Als ich ein Kind war, bin ich oft ins Haus der Geschwister Klasen gegangen, die in meiner Straße wohnten. Zwei ältere Damen, nie verheiratet, sehr kultiviert und auch nicht ganz arm. Sie hatten etwas, was die meisten in Ummendorf zu jener Zeit noch nicht hatten: einen Fernseher. Einen sperrigen Kasten mit einer düsteren Glasscheibe, die sich leicht konisch und etwas bedrohlich in Richtung Wohnzimmer wölbte. Das war der Bildschirm.
Meistens war es Antonie Klasen, die Ältere der Beiden, die es sich mit mir im Wohnzimmer nett machte. Sie setzte sich neben mich aufs Sofa und strickte oder las ein Buch. Vor uns standen ein Teller Kekse und eine Tasse mit Kakao. Dann machte Fräulein Klasen feierlich den Fernseher an. Bis sich die Röhre erwärmt hatte und der Fernseher sendebereit war, verging manchmal eine Minute oder mehr. Erhellte sich der Bildschirm dann endlich, war der Nachmittag gerettet.

© telegraphuk
Dabei gab es zu jener Zeit noch kein Nachmittagsprogramm. Erst Punkt 17 Uhr verkündete die Fernsehansagerin mit der hochgesteckten Frisur, was der Abend so bringen würde. Doof nur, dass ich um 17 Uhr zu Hause sein musste. Nur manchmal, ganz selten, schaffte ich es, bis 17:05 zu bleiben. Länger ging nicht, sonst hätte es Ärger gegeben. Aber auch vor 17 Uhr war es ein erhebendes Gefühl, im Kreise kultivierter Damen fernsehen zu dürfen. Es war nämlich nicht so, dass der Schwarz-Weiß-Bildschirm bis zum Auftritt der blonden Ansagerin schwarz geblieben wäre. Es gab ja schließlich das Testbild. Viele Striche in allen Schattierungen, ein paar kleine Kreise und ein großer um das Ganze herum. Und viele Buchstaben und Zahlen, die ich nicht entziffern konnte. Sah ein bisschen aus wie die QR-Codes für Smartphones.

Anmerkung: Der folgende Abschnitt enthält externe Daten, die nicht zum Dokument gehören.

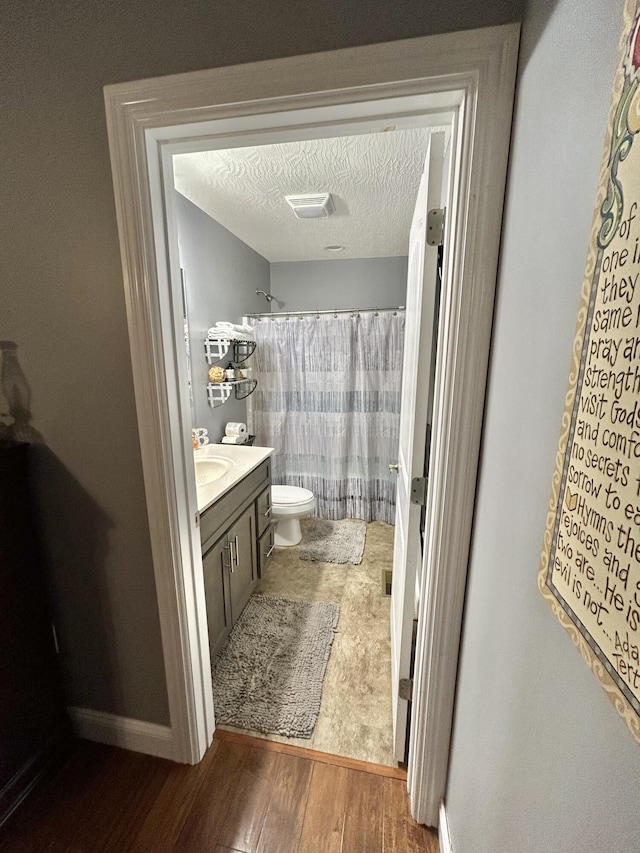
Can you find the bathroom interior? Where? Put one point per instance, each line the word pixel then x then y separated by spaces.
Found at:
pixel 311 365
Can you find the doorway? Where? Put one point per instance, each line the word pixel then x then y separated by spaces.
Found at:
pixel 470 75
pixel 335 429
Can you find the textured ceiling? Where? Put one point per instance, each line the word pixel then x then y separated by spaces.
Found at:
pixel 373 179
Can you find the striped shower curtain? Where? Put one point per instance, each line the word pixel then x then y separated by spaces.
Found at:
pixel 328 401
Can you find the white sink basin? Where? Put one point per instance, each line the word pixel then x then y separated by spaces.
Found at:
pixel 211 468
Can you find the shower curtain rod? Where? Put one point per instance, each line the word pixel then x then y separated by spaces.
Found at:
pixel 332 311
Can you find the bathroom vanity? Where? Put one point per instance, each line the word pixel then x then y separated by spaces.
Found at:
pixel 236 530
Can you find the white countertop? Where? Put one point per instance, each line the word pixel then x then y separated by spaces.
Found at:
pixel 243 458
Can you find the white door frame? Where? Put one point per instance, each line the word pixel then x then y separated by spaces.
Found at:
pixel 470 74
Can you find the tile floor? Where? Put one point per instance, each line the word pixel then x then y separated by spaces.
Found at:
pixel 355 714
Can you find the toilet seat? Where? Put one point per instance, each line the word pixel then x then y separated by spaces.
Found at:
pixel 288 505
pixel 290 496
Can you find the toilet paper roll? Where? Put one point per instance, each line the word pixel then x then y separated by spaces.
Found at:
pixel 233 428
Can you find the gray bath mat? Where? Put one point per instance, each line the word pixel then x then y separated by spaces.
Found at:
pixel 333 541
pixel 269 674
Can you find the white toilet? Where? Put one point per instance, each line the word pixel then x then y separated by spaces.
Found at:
pixel 288 505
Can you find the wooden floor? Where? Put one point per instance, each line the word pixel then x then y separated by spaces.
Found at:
pixel 246 795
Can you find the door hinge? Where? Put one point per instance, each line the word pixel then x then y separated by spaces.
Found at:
pixel 435 227
pixel 55 638
pixel 405 689
pixel 419 490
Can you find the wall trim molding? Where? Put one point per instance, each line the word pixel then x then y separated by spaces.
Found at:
pixel 443 831
pixel 125 732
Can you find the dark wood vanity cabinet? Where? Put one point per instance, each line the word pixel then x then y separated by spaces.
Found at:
pixel 34 730
pixel 234 532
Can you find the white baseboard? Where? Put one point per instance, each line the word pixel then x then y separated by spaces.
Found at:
pixel 443 831
pixel 125 732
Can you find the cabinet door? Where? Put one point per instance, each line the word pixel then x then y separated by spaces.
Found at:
pixel 215 564
pixel 263 510
pixel 243 575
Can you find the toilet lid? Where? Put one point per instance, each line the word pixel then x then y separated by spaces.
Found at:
pixel 288 495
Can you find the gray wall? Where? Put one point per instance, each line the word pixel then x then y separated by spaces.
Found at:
pixel 541 761
pixel 348 283
pixel 62 302
pixel 222 276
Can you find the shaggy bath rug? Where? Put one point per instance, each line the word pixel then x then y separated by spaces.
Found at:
pixel 268 676
pixel 333 541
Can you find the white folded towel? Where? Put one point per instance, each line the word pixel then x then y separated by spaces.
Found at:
pixel 231 331
pixel 234 439
pixel 236 328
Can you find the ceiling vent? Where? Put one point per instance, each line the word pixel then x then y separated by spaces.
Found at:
pixel 311 205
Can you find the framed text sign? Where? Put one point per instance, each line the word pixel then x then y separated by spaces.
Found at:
pixel 590 571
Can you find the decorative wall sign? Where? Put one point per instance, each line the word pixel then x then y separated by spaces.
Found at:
pixel 590 571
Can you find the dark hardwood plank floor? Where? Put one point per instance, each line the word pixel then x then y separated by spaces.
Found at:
pixel 244 797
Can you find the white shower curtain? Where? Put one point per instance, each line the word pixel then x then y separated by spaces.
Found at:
pixel 328 401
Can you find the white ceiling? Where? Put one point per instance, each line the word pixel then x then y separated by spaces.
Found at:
pixel 373 179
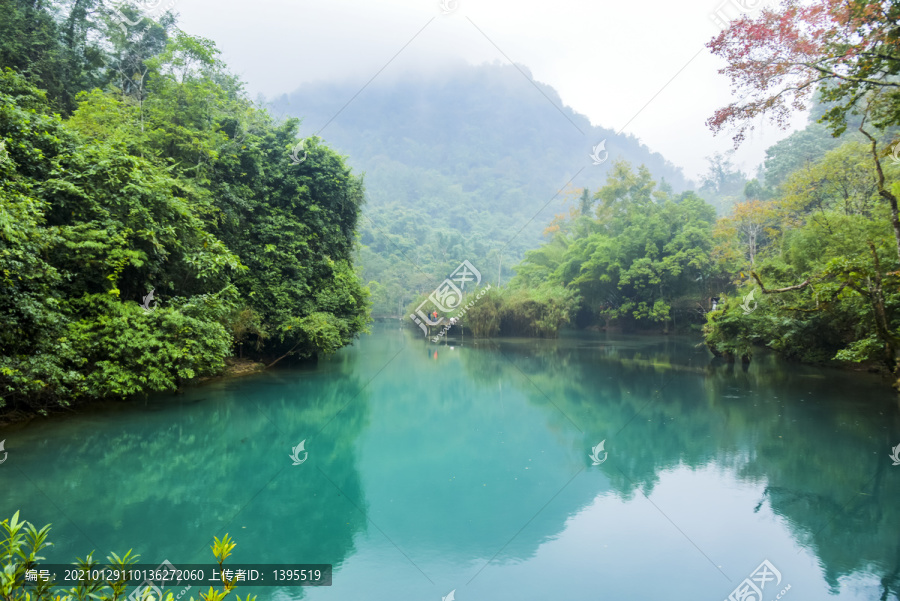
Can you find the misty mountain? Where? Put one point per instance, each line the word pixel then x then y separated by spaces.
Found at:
pixel 459 165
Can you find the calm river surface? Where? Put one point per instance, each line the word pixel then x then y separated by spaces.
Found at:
pixel 467 468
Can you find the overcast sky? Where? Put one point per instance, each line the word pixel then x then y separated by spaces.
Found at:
pixel 607 59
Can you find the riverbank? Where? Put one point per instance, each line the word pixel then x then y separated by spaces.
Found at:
pixel 234 368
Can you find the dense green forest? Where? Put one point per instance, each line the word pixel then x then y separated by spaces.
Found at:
pixel 806 263
pixel 152 221
pixel 459 165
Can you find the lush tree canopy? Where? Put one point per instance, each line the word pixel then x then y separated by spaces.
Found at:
pixel 167 181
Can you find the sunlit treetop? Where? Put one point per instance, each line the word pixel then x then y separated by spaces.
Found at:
pixel 776 61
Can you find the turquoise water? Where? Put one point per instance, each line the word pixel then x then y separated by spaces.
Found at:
pixel 465 467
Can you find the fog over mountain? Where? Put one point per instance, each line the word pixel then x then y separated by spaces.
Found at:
pixel 461 164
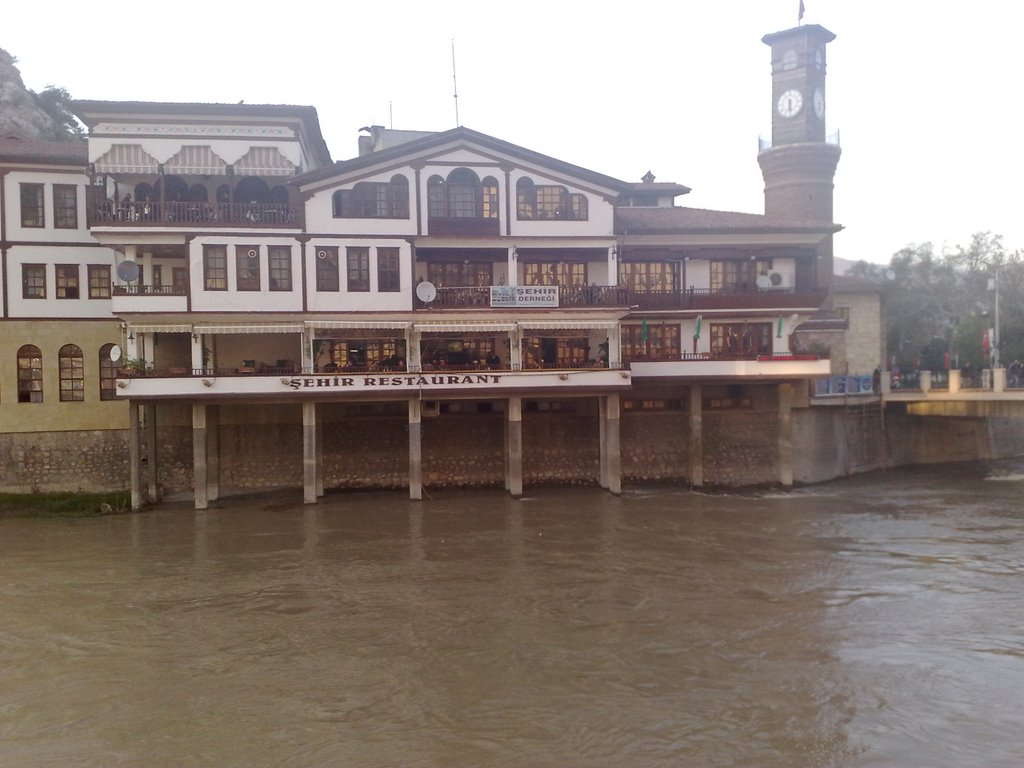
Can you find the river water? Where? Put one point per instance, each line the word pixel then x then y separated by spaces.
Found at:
pixel 877 621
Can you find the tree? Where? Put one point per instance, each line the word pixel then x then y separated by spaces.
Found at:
pixel 54 101
pixel 943 303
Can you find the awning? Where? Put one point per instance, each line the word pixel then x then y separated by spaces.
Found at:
pixel 357 326
pixel 126 159
pixel 259 328
pixel 264 161
pixel 465 327
pixel 196 161
pixel 155 329
pixel 567 325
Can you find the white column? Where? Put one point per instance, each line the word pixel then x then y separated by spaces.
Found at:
pixel 696 437
pixel 785 434
pixel 213 453
pixel 134 457
pixel 151 451
pixel 614 347
pixel 610 450
pixel 416 450
pixel 309 453
pixel 199 456
pixel 514 448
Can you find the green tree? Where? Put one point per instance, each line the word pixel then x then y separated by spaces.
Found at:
pixel 942 303
pixel 55 102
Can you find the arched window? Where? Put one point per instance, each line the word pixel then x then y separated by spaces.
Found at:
pixel 374 200
pixel 252 189
pixel 108 374
pixel 488 193
pixel 174 189
pixel 464 195
pixel 30 374
pixel 525 200
pixel 549 203
pixel 72 374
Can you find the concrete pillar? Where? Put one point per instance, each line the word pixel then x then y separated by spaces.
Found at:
pixel 308 453
pixel 610 449
pixel 954 381
pixel 199 456
pixel 696 437
pixel 416 450
pixel 151 451
pixel 998 379
pixel 512 260
pixel 197 353
pixel 614 347
pixel 134 457
pixel 213 453
pixel 785 434
pixel 602 432
pixel 514 446
pixel 320 459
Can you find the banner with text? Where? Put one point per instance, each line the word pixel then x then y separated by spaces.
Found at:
pixel 524 296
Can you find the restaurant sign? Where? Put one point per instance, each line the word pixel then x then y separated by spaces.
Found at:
pixel 390 381
pixel 524 296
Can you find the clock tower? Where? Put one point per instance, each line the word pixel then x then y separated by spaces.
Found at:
pixel 800 164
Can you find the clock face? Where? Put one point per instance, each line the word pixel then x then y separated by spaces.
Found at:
pixel 819 103
pixel 790 103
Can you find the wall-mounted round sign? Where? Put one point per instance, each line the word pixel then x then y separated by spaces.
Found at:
pixel 426 292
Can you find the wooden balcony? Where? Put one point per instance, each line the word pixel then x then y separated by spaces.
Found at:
pixel 487 227
pixel 253 215
pixel 731 298
pixel 476 297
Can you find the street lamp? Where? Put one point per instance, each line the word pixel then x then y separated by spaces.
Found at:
pixel 993 285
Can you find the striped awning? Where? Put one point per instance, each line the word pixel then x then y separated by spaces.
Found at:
pixel 264 161
pixel 465 327
pixel 126 159
pixel 196 160
pixel 553 325
pixel 253 328
pixel 160 329
pixel 357 326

Mein Nachmittags-Vergnügen: Testbild live vom Übelhorn
So saßen wir manchmal stundenlang, die Fräuleins und ich. Sie strickten. Ich kuckte das Testbild des Bayerischen Rundfunks. Es kam vom Sender Grünten, auf dem Gipfel des Übelhorns. Wo das Übelhorn liegt und warum der Sender Grünten hieß, war mir wurscht. Was zählte, war: Über diese Holzkiste mit der Glasscheibe hatte ich Kontakt zu einer Welt, die mir bis dahin verschlossen war.
Als ich längst in Kanada lebte und schon sehr früh das Internet in unser Haus holte, gab es ein Déjà-vu. Auch jetzt konnte ich stundenlang vor dem unförmigen Schwarzweiß-Monitor sitzen und mir Bilder auf einigen spärlich bestückten Seiten anschauen.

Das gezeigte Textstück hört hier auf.